删除 src/train_tweet_ultimate.py

This commit is contained in:
张则文 2026-01-15 23:25:12 +08:00
parent 67fb73e011
commit 9cc826963b

View File

@ -1,287 +0,0 @@
"""推文情感分析模型训练和加载模块
实现基于 TF-IDF + LightGBM 的情感分类模型
"""
from pathlib import Path
from typing import Optional
import numpy as np
import polars as pl
from sklearn.feature_extraction.text import TfidfVectorizer
from sklearn.preprocessing import LabelEncoder
import lightgbm as lgb
import joblib
class TweetSentimentModel:
"""推文情感分类模型
使用 TF-IDF 特征提取和 LightGBM 分类器
"""
def __init__(
self,
tfidf_vectorizer: Optional[TfidfVectorizer] = None,
label_encoder: Optional[LabelEncoder] = None,
airline_encoder: Optional[LabelEncoder] = None,
classifier: Optional[lgb.LGBMClassifier] = None,
):
"""初始化模型
Args:
tfidf_vectorizer: TF-IDF 向量化器
label_encoder: 情感标签编码器
airline_encoder: 航空公司编码器
classifier: LightGBM 分类器
"""
self.tfidf_vectorizer = tfidf_vectorizer or TfidfVectorizer(
max_features=5000,
ngram_range=(1, 2),
min_df=2,
max_df=0.95,
)
self.label_encoder = label_encoder or LabelEncoder()
self.airline_encoder = airline_encoder or LabelEncoder()
self.classifier = classifier or lgb.LGBMClassifier(
n_estimators=100,
learning_rate=0.1,
max_depth=6,
random_state=42,
verbose=-1,
)
self._is_fitted = False
def fit(self, texts: np.ndarray, airlines: np.ndarray, sentiments: np.ndarray) -> "TweetSentimentModel":
"""训练模型
Args:
texts: 推文文本数组
airlines: 航空公司数组
sentiments: 情感标签数组
Returns:
训练好的模型
"""
# 编码标签
self.label_encoder.fit(sentiments)
y = self.label_encoder.transform(sentiments)
# 编码航空公司
self.airline_encoder.fit(airlines)
airline_encoded = self.airline_encoder.transform(airlines)
# TF-IDF 特征提取
X_text = self.tfidf_vectorizer.fit_transform(texts)
# 合并特征
airline_features = airline_encoded.reshape(-1, 1)

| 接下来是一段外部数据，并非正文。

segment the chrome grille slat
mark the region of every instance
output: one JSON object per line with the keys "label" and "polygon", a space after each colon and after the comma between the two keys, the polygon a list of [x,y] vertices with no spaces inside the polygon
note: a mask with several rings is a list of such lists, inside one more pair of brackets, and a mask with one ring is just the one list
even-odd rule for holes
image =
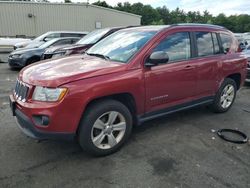
{"label": "chrome grille slat", "polygon": [[28,97],[29,87],[27,84],[23,83],[20,80],[16,81],[16,86],[14,89],[14,95],[17,100],[25,102]]}

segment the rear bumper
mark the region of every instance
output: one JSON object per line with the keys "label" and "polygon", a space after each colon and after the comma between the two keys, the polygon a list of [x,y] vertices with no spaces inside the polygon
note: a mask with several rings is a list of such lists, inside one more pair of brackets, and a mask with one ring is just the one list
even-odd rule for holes
{"label": "rear bumper", "polygon": [[48,132],[37,129],[30,117],[16,107],[16,101],[12,95],[10,96],[10,107],[16,118],[17,126],[28,137],[37,140],[73,140],[75,138],[75,133]]}

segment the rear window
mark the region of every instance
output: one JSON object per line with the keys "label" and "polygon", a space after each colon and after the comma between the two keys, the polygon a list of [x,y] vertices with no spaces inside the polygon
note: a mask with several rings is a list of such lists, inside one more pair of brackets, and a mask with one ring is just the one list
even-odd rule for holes
{"label": "rear window", "polygon": [[220,38],[221,38],[223,51],[228,52],[233,43],[232,37],[230,35],[221,33]]}
{"label": "rear window", "polygon": [[195,32],[198,56],[208,56],[214,54],[213,39],[209,32]]}

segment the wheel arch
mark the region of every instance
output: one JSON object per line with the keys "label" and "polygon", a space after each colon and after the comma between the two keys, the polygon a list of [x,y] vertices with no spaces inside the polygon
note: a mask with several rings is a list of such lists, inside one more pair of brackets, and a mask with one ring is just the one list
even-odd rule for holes
{"label": "wheel arch", "polygon": [[[128,110],[130,111],[131,115],[132,115],[133,125],[138,124],[137,116],[136,116],[136,114],[137,114],[137,105],[136,105],[136,102],[135,102],[135,98],[131,93],[117,93],[117,94],[112,94],[112,95],[108,95],[108,96],[102,96],[102,97],[97,97],[97,98],[91,99],[86,104],[86,107],[84,108],[84,110],[82,112],[82,118],[84,117],[84,113],[87,111],[87,109],[89,109],[92,105],[98,103],[99,101],[108,100],[108,99],[119,101],[123,105],[125,105],[128,108]],[[81,122],[81,120],[78,123],[76,134],[78,134],[78,132],[79,132],[80,122]]]}
{"label": "wheel arch", "polygon": [[234,80],[236,85],[237,85],[237,90],[240,89],[240,85],[241,85],[241,74],[240,73],[230,74],[226,78],[231,78],[232,80]]}

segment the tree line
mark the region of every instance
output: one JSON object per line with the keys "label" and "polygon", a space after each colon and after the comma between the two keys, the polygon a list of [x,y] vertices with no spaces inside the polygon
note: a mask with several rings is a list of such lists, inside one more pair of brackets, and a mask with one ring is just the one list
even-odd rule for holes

X = self._combine_features(X_text, airline_features)
# 训练分类器
self.classifier.fit(X, y)
self._is_fitted = True
return self
def predict(self, texts: np.ndarray, airlines: np.ndarray) -> np.ndarray:
"""预测情感标签
Args:
texts: 推文文本数组
airlines: 航空公司数组
Returns:
预测的情感标签数组
"""
if not self._is_fitted:
raise ValueError("模型尚未训练,请先调用 fit() 方法")
# TF-IDF 特征提取
X_text = self.tfidf_vectorizer.transform(texts)
# 编码航空公司
airline_encoded = self.airline_encoder.transform(airlines)
airline_features = airline_encoded.reshape(-1, 1)
# 合并特征
X = self._combine_features(X_text, airline_features)
# 预测
y_pred = self.classifier.predict(X)
# 解码标签
return self.label_encoder.inverse_transform(y_pred)

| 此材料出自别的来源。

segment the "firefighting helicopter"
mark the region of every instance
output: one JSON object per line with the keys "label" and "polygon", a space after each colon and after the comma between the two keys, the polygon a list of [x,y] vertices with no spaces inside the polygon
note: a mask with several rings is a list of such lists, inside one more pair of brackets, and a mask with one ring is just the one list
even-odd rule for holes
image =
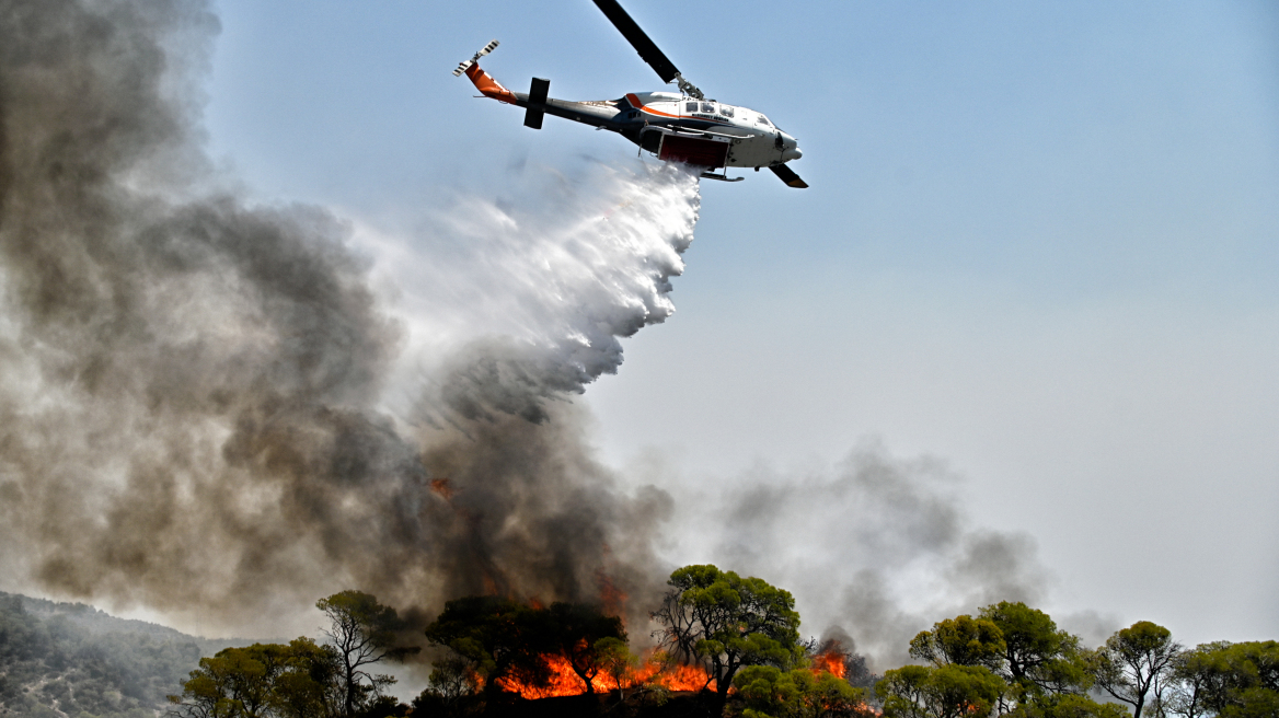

def predict_proba(self, texts: np.ndarray, airlines: np.ndarray) -> np.ndarray:
"""预测情感概率
Args:
texts: 推文文本数组
airlines: 航空公司数组
Returns:
预测的概率数组 (n_samples, n_classes)
"""
if not self._is_fitted:
raise ValueError("模型尚未训练,请先调用 fit() 方法")
# TF-IDF 特征提取
X_text = self.tfidf_vectorizer.transform(texts)
# 编码航空公司
airline_encoded = self.airline_encoder.transform(airlines)
airline_features = airline_encoded.reshape(-1, 1)
# 合并特征
X = self._combine_features(X_text, airline_features)
# 预测概率
return self.classifier.predict_proba(X)
def _combine_features(self, text_features: np.ndarray, airline_features: np.ndarray) -> np.ndarray:
"""合并文本特征和航空公司特征
Args:
text_features: TF-IDF 文本特征
airline_features: 航空公司特征
Returns:
合并后的特征矩阵
"""
from scipy.sparse import hstack
return hstack([text_features, airline_features])

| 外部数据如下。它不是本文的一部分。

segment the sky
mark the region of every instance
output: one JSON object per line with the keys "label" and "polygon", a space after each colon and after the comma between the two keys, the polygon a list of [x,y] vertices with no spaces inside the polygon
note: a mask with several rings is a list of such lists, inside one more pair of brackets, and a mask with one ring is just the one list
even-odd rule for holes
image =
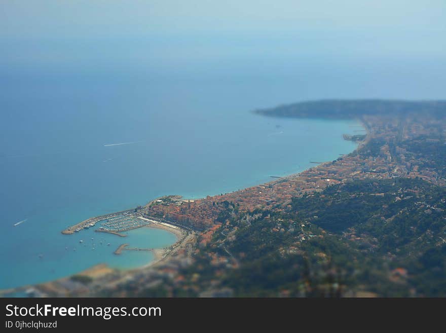
{"label": "sky", "polygon": [[430,62],[439,72],[445,36],[445,0],[0,2],[0,66],[9,68],[329,57]]}

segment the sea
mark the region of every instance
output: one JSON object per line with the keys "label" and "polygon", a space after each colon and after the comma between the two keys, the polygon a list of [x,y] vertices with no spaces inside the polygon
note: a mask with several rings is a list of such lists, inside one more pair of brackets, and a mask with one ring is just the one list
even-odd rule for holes
{"label": "sea", "polygon": [[[243,50],[205,56],[200,49],[184,51],[184,43],[154,55],[134,41],[125,47],[79,41],[3,46],[9,52],[0,56],[1,289],[101,263],[146,265],[151,252],[113,252],[123,242],[168,246],[173,234],[144,228],[122,238],[91,228],[61,231],[161,196],[202,198],[297,173],[314,166],[311,161],[352,152],[356,144],[342,134],[361,133],[354,120],[274,118],[253,110],[438,92],[422,88],[438,66],[426,63],[422,70],[417,59]],[[132,47],[138,56],[127,59]]]}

def save(self, path: Path) -> None:
"""保存模型
Args:
path: 保存路径
"""
path = Path(path)
path.parent.mkdir(parents=True, exist_ok=True)
model_data = {
"tfidf_vectorizer": self.tfidf_vectorizer,
"label_encoder": self.label_encoder,
"airline_encoder": self.airline_encoder,
"classifier": self.classifier,
"is_fitted": self._is_fitted,
}
joblib.dump(model_data, path)
@classmethod
def load(cls, path: Path) -> "TweetSentimentModel":
"""加载模型
Args:
path: 模型路径
Returns:
加载的模型
"""
model_data = joblib.load(path)
model = cls(
tfidf_vectorizer=model_data["tfidf_vectorizer"],
label_encoder=model_data["label_encoder"],
airline_encoder=model_data["airline_encoder"],
classifier=model_data["classifier"],
)
model._is_fitted = model_data["is_fitted"]
return model
def load_model(model_path: Optional[Path] = None) -> TweetSentimentModel:
"""加载预训练模型
Args:
model_path: 模型路径可选默认使用示例模型
Returns:
加载的模型
"""
if model_path is not None and model_path.exists():
return TweetSentimentModel.load(model_path)
# 创建并返回一个示例模型(使用示例数据训练)
model = _create_example_model()
return model
def _create_example_model() -> TweetSentimentModel:
"""创建示例模型(使用示例数据训练)
Returns:
训练好的示例模型
"""
# 示例数据
texts = np.array([
"@United This is the worst airline ever! My flight was delayed for 5 hours and no one helped!",
"@Southwest Thank you for the amazing flight! The crew was so helpful and friendly.",
"@American What is the baggage policy for international flights?",
"@Delta Terrible service! Lost my luggage and no response from customer support.",
"@JetBlue Great experience! On time departure and friendly staff.",
"@United Why is my flight cancelled again? This is unacceptable!",
"@Southwest Love the free snacks and great customer service!",
"@American Can you help me with my booking?",
"@Delta Worst experience ever! Will never fly again!",
"@JetBlue Thank you for the smooth flight and excellent service!",
])
airlines = np.array([
"United",
"Southwest",
"American",
"Delta",
"JetBlue",
"United",
"Southwest",
"American",
"Delta",
"JetBlue",
])
sentiments = np.array([
"negative",
"positive",
"neutral",
"negative",
"positive",
"negative",
"positive",
"neutral",
"negative",
"positive",
])
# 训练模型
model = TweetSentimentModel()
model.fit(texts, airlines, sentiments)
return model
if __name__ == "__main__":
# 示例:加载模型并进行预测
print("加载模型...")
model = load_model()
print("\n测试预测...")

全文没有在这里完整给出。